DUO AVEC FAURE

Sébastien Lecornu et Olivier Faure ont mené la danse des négociations budgétaires, partageant l'espoir d'un compromis.

De concert, ils assuraient pouvoir arriver à un accord et mettaient tous les deux en garde contre l'absence de budget, qui aurait fait flamber le déficit de la Sécu à 30 milliards d'euros.

Au risque d'oublier un peu leurs ouailles. La fragile coalition gouvernementale de la droite et du centre, divisée, n'a pas voté le projet de budget de l'Etat en première lecture.

« Je n'ai jamais demandé d'aider Lecornu » s'est défendu mardi le Premier secrétaire du PS. « Simplement de voter un texte de compromis ».

Un député Renaissance préfère parler d'une « entente de circonstances pour tenter de briser la tenaille des populistes ».

CONCESSION SUR LES RETRAITES

C'est le principal renoncement du camp présidentiel, qui a permis d'enclencher les débats : la suspension, jusqu'à la présidentielle, de l'emblématique réforme des retraites.

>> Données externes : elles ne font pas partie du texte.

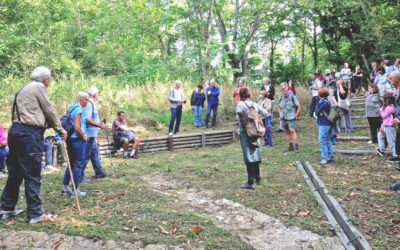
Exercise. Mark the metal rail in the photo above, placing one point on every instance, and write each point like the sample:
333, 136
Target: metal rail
349, 235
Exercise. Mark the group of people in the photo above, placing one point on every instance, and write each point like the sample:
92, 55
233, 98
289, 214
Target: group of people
22, 150
176, 98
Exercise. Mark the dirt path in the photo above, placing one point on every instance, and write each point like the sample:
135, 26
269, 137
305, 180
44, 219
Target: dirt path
255, 228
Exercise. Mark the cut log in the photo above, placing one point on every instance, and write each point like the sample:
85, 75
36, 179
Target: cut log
361, 138
358, 152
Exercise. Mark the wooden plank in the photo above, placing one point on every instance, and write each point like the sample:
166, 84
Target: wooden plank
361, 138
354, 236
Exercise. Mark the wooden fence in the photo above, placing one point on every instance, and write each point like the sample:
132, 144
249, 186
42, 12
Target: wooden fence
176, 142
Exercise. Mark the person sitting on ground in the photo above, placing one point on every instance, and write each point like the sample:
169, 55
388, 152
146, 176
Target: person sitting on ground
340, 99
123, 135
176, 99
4, 152
316, 85
197, 102
382, 82
93, 125
265, 103
76, 145
236, 94
291, 87
212, 93
289, 111
358, 81
394, 78
387, 129
372, 106
48, 155
32, 113
324, 127
250, 147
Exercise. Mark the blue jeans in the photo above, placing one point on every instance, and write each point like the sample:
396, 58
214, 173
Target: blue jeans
92, 153
24, 164
4, 153
176, 114
313, 105
197, 113
76, 153
214, 108
48, 152
325, 141
267, 135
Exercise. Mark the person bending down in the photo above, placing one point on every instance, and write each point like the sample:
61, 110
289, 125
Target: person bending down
123, 135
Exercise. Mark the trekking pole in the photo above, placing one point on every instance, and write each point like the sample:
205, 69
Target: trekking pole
109, 150
72, 178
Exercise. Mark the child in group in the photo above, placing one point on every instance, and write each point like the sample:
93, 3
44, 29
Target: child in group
265, 103
387, 129
373, 104
324, 127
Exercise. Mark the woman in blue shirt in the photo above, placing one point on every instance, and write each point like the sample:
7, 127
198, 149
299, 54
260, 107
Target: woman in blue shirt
324, 127
76, 144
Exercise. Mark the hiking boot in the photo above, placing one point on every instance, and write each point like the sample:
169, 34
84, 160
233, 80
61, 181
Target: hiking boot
393, 159
247, 186
80, 194
5, 215
86, 180
40, 218
323, 161
395, 187
66, 191
2, 175
380, 152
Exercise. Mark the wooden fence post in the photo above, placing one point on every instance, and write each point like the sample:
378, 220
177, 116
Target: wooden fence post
170, 143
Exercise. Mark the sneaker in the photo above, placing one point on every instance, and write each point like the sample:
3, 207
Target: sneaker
380, 152
40, 219
395, 187
66, 191
50, 167
80, 194
2, 175
86, 180
102, 175
393, 159
247, 186
5, 215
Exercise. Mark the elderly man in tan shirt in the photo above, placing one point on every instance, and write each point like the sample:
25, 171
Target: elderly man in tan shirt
32, 113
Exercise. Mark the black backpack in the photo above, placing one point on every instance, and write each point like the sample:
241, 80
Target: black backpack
67, 123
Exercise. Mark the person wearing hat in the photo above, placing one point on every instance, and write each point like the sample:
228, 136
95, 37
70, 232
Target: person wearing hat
32, 113
176, 99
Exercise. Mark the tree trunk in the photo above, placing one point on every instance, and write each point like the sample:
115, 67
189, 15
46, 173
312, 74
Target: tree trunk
315, 45
303, 45
271, 59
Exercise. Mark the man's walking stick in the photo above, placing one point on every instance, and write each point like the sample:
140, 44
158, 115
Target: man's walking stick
109, 150
72, 178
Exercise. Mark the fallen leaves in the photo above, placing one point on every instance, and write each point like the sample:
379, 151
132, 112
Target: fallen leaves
58, 243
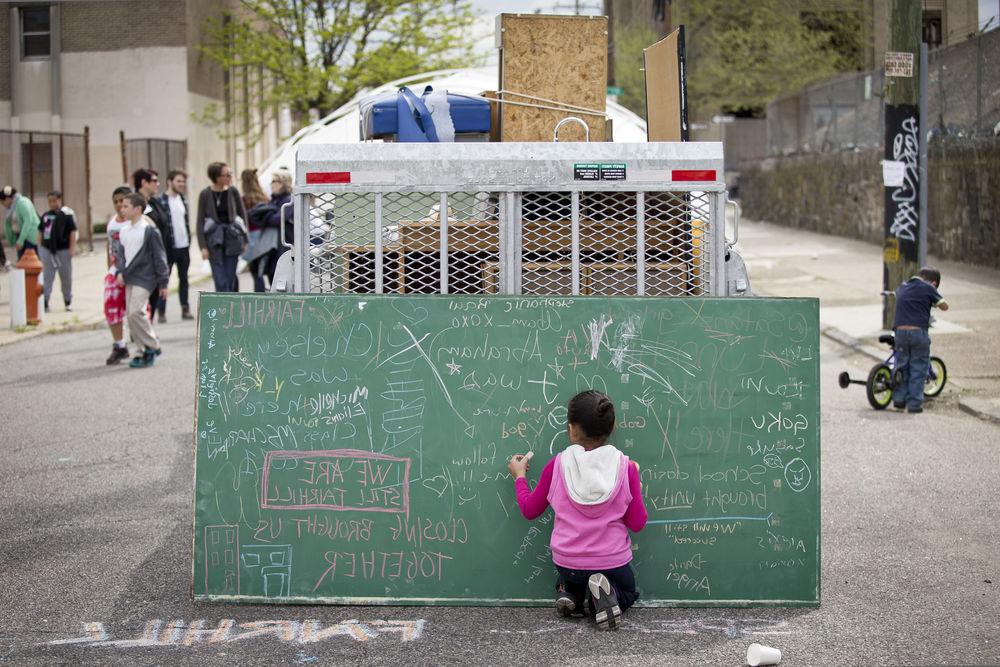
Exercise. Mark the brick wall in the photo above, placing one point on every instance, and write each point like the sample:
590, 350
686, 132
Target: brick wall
112, 25
842, 194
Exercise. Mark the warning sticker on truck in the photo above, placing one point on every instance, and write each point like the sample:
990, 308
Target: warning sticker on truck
599, 171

A défaut d'une taxe Zucman sur les hauts patrimoines, les socialistes ont aussi obtenu une augmentation de la contribution sociale généralisée (CSG) sur le capital. Même s'ils ont dû concéder au camp gouvernemental une réduction du périmètre de la hausse, au terme de moult tractations.

ABANDON DU 49.3

Autre geste en direction des socialistes, Sébastien Lecornu a renoncé à utiliser le 49.3, qui permet de faire passer un texte sans vote mais expose à la censure.

Il n'a pas voulu revenir sur sa promesse, malgré l'appel de plusieurs responsables à le réactiver face au risque de rejet du texte.

Il a salué mardi une « majorité de responsabilité » qui a permis l'adoption du texte, estimant que l'absence de 49.3 était « une chance pour la démocratie représentative ».

LE GRAND EFFACEMENT

A défaut de conclure un accord global, Sébastien Lecornu s'est engagé dans une stratégie des « petits pas ». Comme un « grand chef japonais, couteau très fin, on fait des sashimis » et « on jalonne », décrit un proche.

Très discret, il a mené ses tractations loin des médias mais aussi loin de ses soutiens, pas toujours informés.

L'effacement de celui qui se présente comme un « moine soldat » est devenu sa marque de fabrique. Particulièrement actif pour « accompagner le compromis » jeudi et vendredi, il n'était pas présent dans l'hémicycle pour les derniers votes.

« Il nous a dit +humilité, équipe de mission, et accompagnement vers un compromis+. Et on s'y est tenus », résume une ministre impliquée dans les débats.

Ne comptant pas ses heures dans l'hémicycle, c'est davantage la ministre des Comptes publics Amélie de Montchalin qui a pris la lumière et a « beaucoup aidé » en pédagogie, salue une ministre.

DERNIERS GESTES

Alors qu'il lui manquait encore « quelques voix », le Premier ministre a obtenu l'abstention des écologistes en déposant juste avant le vote final un amendement augmentant les dépenses d'assurance maladie de 3%.

En direction des élus d'Outre-mer, il a fait passer un financement supplémentaire pour la santé de ces territoires.

SOCLE EN SOUFFRANCE

Après l'adoption, « on va être comme dans les dessins animés, tout noirs, en lambeaux », prédisait un cadre du bloc central en pointant un déficit de la Sécu qui approche les 20 milliards d'euros.

La droite de la fragile coalition gouvernementale - LR et Horizons - a moyennement apprécié les compromis passés avec la gauche, et s'est réfugiée dans l'abstention.

Le président d'Horizons et candidat déclaré à la présidentielle Édouard Philippe avait annoncé qu'en l'état, il ne voterait pas ce budget, de quoi potentiellement faire capoter son adoption. Refusant toutefois le « chaos », il avait précisé lundi qu'il « ne proposait pas de voter contre ».

ET APRÈS

Le marathon budgétaire est loin d'être terminé pour Sébastien Lecornu, car il ne s'agissait que du deuxième passage du budget de la Sécu devant les députés, qui va repartir au Sénat.

Le Premier ministre va devoir aussi s'atteler au projet de budget de l'Etat, qui promet d'être plus « difficile » encore à faire adopter que celui de la Sécu, selon lui. Le chef de file des députés MoDem Marc Fesneau prône déjà d'utiliser le 49.3.

Fort de cette victoire, « la prochaine étape » sera pour lui « de penser à la présidentielle », anticipe même un député Renaissance.